For buyers, the takeaway is straightforward. Do not chase headlines about incentives alone. Watch the final notification, understand whether scrappage conditions apply to you, and assess charging practicality before buying. Delhi is clearly staying committed to electric mobility. The real question is whether the next policy phase makes EV ownership cleaner on paper only, or easier in daily life too.
FAQs
Is Delhi EV Policy 2.0 officially notified?
As of the currently available official extension order, the earlier EV policy was extended until March 31, 2026 or until EV Policy 2.0 is notified, whichever is earlier. Recent March 2026 reporting discusses the new framework, but buyers should still verify the final notification details.

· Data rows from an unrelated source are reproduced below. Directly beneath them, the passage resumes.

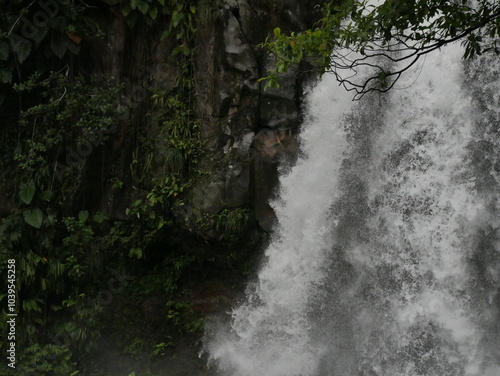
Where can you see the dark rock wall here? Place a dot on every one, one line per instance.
(247, 130)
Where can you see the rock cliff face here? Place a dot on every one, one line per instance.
(247, 130)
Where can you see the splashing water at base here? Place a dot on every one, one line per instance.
(385, 260)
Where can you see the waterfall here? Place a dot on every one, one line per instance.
(386, 257)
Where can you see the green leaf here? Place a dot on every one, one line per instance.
(21, 47)
(153, 12)
(143, 7)
(5, 76)
(176, 18)
(83, 216)
(27, 192)
(58, 47)
(4, 51)
(33, 217)
(100, 217)
(46, 195)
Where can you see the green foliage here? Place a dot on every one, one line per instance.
(356, 34)
(46, 360)
(230, 223)
(183, 316)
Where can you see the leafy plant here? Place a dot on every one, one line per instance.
(356, 34)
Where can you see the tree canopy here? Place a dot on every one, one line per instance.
(389, 37)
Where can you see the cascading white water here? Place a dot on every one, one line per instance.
(386, 257)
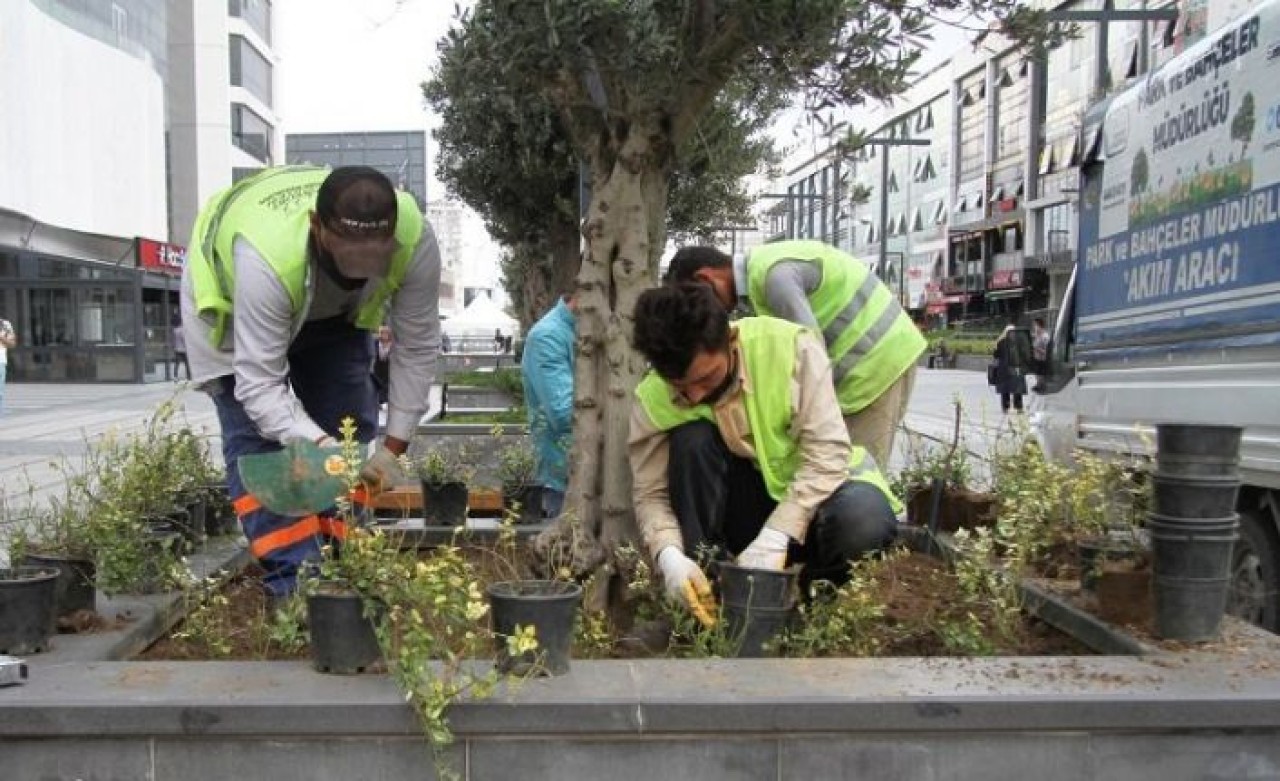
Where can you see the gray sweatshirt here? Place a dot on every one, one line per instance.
(264, 327)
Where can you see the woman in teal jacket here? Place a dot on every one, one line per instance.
(547, 369)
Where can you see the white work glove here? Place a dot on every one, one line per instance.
(382, 471)
(686, 583)
(768, 551)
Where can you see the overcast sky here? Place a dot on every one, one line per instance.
(357, 64)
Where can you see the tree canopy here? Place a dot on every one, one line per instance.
(504, 151)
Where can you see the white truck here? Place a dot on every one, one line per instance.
(1173, 311)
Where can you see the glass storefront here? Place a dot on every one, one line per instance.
(82, 322)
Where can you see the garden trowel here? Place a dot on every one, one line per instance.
(301, 479)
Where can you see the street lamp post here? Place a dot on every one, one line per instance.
(789, 197)
(885, 144)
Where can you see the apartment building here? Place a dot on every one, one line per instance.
(118, 119)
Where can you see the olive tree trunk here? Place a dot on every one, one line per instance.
(625, 233)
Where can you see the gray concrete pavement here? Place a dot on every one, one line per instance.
(932, 415)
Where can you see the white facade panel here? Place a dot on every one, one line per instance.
(82, 141)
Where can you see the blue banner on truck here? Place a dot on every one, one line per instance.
(1180, 222)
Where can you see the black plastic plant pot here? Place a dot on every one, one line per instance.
(744, 587)
(1192, 580)
(343, 640)
(1196, 497)
(551, 608)
(1197, 451)
(27, 599)
(76, 581)
(753, 629)
(525, 502)
(444, 505)
(1092, 553)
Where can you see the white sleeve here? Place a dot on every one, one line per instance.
(264, 329)
(415, 320)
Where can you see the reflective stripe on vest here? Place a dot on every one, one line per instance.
(871, 341)
(272, 210)
(766, 342)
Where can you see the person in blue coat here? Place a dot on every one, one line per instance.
(547, 369)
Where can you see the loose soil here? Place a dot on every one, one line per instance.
(917, 590)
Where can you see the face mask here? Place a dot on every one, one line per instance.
(361, 259)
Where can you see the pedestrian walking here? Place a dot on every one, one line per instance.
(179, 351)
(382, 369)
(288, 273)
(1011, 361)
(737, 443)
(8, 338)
(547, 370)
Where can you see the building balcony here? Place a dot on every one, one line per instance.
(1056, 261)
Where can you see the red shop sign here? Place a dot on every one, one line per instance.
(161, 256)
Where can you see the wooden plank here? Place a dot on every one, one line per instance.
(408, 498)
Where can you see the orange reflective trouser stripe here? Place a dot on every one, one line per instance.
(306, 528)
(246, 505)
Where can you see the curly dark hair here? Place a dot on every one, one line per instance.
(690, 260)
(675, 323)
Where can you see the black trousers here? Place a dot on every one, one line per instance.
(722, 503)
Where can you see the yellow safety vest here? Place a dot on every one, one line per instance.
(769, 356)
(272, 210)
(871, 339)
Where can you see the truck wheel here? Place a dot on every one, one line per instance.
(1256, 572)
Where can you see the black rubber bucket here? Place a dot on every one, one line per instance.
(551, 608)
(219, 516)
(1196, 497)
(757, 588)
(27, 599)
(76, 576)
(758, 603)
(526, 503)
(1228, 524)
(444, 505)
(342, 638)
(1197, 451)
(1192, 580)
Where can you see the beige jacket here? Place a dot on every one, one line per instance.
(816, 424)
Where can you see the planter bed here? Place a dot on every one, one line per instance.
(1206, 712)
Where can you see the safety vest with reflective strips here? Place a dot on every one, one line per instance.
(768, 348)
(272, 210)
(871, 339)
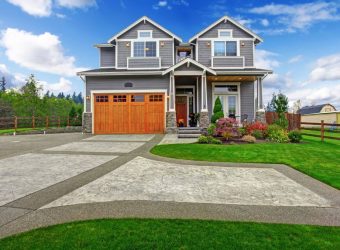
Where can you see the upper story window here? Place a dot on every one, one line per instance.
(225, 48)
(225, 33)
(144, 33)
(144, 49)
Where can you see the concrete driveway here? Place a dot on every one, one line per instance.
(69, 177)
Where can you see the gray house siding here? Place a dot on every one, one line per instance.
(166, 53)
(117, 83)
(221, 62)
(237, 32)
(107, 57)
(204, 53)
(123, 53)
(247, 99)
(132, 33)
(148, 63)
(247, 52)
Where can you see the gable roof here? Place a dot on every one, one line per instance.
(188, 60)
(143, 19)
(226, 18)
(313, 109)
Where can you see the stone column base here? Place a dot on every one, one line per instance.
(171, 123)
(204, 120)
(260, 116)
(87, 122)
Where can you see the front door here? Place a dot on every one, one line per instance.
(182, 111)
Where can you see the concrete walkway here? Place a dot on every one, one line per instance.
(116, 176)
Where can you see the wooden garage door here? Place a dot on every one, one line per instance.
(128, 113)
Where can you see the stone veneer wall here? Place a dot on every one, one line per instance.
(87, 122)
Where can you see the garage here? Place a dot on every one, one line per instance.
(129, 113)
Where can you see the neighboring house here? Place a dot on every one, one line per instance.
(149, 79)
(317, 113)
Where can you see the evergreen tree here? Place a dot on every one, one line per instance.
(3, 84)
(218, 111)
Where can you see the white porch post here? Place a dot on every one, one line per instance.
(204, 94)
(172, 93)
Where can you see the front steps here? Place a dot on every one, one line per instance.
(189, 132)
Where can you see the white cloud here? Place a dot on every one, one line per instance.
(296, 17)
(64, 85)
(265, 22)
(326, 69)
(295, 59)
(76, 3)
(38, 8)
(42, 52)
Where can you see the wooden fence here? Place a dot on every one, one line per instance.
(322, 130)
(294, 120)
(34, 122)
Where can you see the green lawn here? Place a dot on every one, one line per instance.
(175, 234)
(312, 157)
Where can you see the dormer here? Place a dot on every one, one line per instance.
(226, 44)
(141, 46)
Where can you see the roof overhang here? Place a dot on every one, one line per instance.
(118, 73)
(188, 61)
(225, 19)
(144, 19)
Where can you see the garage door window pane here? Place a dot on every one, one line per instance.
(119, 98)
(137, 98)
(155, 98)
(102, 98)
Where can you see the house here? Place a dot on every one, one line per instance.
(149, 79)
(317, 113)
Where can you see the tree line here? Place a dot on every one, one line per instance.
(29, 101)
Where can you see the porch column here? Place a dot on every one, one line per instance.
(204, 115)
(171, 124)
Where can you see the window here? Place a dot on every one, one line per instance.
(102, 98)
(225, 33)
(155, 98)
(119, 98)
(137, 98)
(225, 88)
(144, 33)
(225, 48)
(144, 49)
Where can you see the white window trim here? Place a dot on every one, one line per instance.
(238, 94)
(139, 31)
(227, 30)
(144, 91)
(149, 40)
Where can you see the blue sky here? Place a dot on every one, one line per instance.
(54, 38)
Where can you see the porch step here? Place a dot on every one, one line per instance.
(188, 135)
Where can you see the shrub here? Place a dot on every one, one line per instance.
(262, 129)
(277, 134)
(257, 134)
(211, 129)
(208, 140)
(229, 125)
(295, 136)
(218, 111)
(249, 139)
(203, 139)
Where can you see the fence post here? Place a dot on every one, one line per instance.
(15, 123)
(322, 130)
(46, 122)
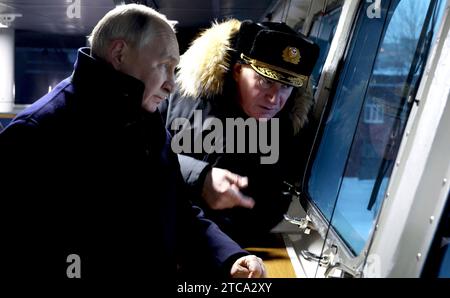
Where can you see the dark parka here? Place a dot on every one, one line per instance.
(87, 171)
(205, 83)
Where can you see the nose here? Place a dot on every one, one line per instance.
(169, 84)
(272, 94)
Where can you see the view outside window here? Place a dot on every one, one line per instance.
(373, 99)
(322, 33)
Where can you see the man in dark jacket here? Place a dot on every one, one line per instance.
(249, 71)
(93, 189)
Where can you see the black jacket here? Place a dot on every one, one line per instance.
(89, 172)
(206, 84)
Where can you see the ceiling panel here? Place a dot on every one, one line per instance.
(52, 15)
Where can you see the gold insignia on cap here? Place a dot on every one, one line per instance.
(291, 55)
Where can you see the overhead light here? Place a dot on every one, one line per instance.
(7, 18)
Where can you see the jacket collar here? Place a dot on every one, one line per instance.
(106, 89)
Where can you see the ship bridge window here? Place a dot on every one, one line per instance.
(322, 33)
(361, 133)
(42, 61)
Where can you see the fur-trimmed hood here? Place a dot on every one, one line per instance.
(203, 67)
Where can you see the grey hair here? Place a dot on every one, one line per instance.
(134, 23)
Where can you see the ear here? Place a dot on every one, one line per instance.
(116, 53)
(237, 67)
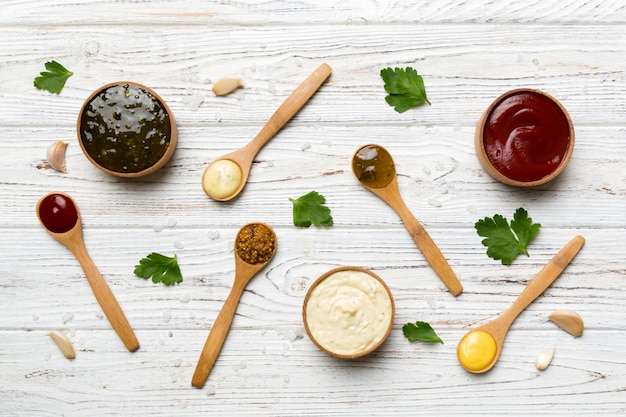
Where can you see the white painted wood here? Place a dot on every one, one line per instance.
(468, 52)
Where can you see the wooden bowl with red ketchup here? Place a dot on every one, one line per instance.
(524, 138)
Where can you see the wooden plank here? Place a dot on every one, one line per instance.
(347, 12)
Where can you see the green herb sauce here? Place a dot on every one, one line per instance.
(125, 128)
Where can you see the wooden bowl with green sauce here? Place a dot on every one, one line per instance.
(127, 130)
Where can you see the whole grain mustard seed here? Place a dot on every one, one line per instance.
(255, 243)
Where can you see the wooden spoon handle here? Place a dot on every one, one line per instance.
(548, 274)
(291, 106)
(216, 337)
(107, 301)
(429, 249)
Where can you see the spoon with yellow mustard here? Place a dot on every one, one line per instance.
(255, 246)
(374, 168)
(479, 349)
(226, 176)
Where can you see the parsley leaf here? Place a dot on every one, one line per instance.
(420, 331)
(505, 241)
(309, 209)
(161, 268)
(54, 79)
(405, 87)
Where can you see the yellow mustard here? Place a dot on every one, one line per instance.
(476, 350)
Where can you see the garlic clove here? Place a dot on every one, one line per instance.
(544, 358)
(568, 320)
(56, 155)
(64, 344)
(225, 86)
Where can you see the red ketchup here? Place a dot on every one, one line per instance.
(526, 136)
(58, 213)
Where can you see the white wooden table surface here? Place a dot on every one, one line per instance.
(469, 52)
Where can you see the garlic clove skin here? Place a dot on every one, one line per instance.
(225, 86)
(64, 344)
(544, 358)
(568, 320)
(56, 155)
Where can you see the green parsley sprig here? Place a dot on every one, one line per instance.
(421, 331)
(405, 87)
(160, 268)
(54, 78)
(505, 241)
(309, 209)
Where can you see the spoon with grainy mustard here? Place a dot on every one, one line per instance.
(255, 246)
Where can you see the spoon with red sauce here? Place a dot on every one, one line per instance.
(59, 215)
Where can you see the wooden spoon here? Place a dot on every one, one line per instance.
(374, 168)
(59, 215)
(253, 237)
(499, 327)
(243, 157)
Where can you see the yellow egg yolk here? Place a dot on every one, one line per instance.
(476, 350)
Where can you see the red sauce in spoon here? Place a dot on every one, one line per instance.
(526, 136)
(58, 213)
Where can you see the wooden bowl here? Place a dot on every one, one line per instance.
(348, 312)
(524, 138)
(126, 129)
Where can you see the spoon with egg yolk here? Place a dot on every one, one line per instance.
(479, 349)
(373, 166)
(226, 176)
(255, 246)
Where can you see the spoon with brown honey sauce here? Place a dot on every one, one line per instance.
(374, 168)
(255, 246)
(479, 350)
(59, 215)
(226, 176)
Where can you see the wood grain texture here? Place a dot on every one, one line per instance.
(469, 53)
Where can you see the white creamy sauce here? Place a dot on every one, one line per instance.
(349, 312)
(222, 178)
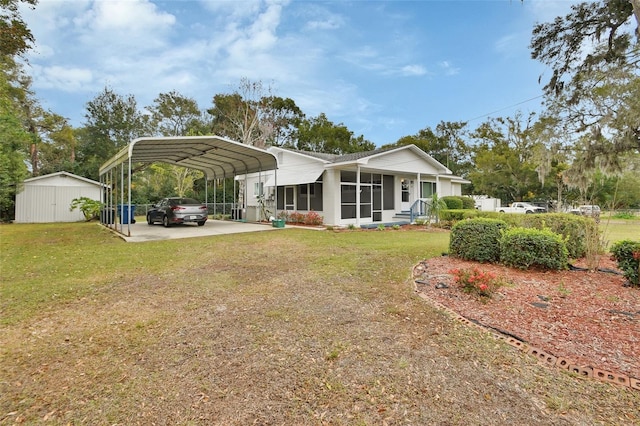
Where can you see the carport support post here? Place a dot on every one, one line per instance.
(130, 210)
(121, 196)
(275, 204)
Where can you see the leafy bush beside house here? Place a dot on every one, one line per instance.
(89, 208)
(574, 229)
(453, 202)
(477, 239)
(627, 254)
(468, 203)
(525, 248)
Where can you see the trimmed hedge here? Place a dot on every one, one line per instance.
(574, 229)
(457, 202)
(453, 202)
(468, 203)
(627, 254)
(477, 239)
(524, 248)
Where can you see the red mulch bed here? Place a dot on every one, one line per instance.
(589, 318)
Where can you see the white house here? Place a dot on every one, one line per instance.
(363, 188)
(48, 198)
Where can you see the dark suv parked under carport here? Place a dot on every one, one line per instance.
(177, 210)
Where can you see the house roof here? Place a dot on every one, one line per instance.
(64, 174)
(216, 156)
(364, 156)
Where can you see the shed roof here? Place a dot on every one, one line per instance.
(62, 174)
(216, 156)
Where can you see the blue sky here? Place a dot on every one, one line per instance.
(385, 69)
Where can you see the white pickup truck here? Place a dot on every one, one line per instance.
(522, 208)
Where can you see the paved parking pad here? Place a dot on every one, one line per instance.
(141, 232)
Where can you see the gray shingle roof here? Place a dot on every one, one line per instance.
(336, 158)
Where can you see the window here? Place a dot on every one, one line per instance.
(258, 189)
(427, 189)
(388, 194)
(307, 197)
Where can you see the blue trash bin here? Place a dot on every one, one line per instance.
(126, 212)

What is the biggest proposed change in Delhi’s new EV policy?
The biggest reported shift is toward a scrappage-first incentive model, where benefits are tied more closely to replacing older polluting vehicles with EVs.
Will buyers still get tax benefits on EVs?
Current reporting on the draft direction says eligible EVs may continue to receive road tax and registration fee waivers, though final notified conditions matter.
Is charging infrastructure in and around Delhi good enough yet?
Inside Delhi, the situation is better than before, but real-world reporting still shows charging reliability gaps, especially on longer intercity routes.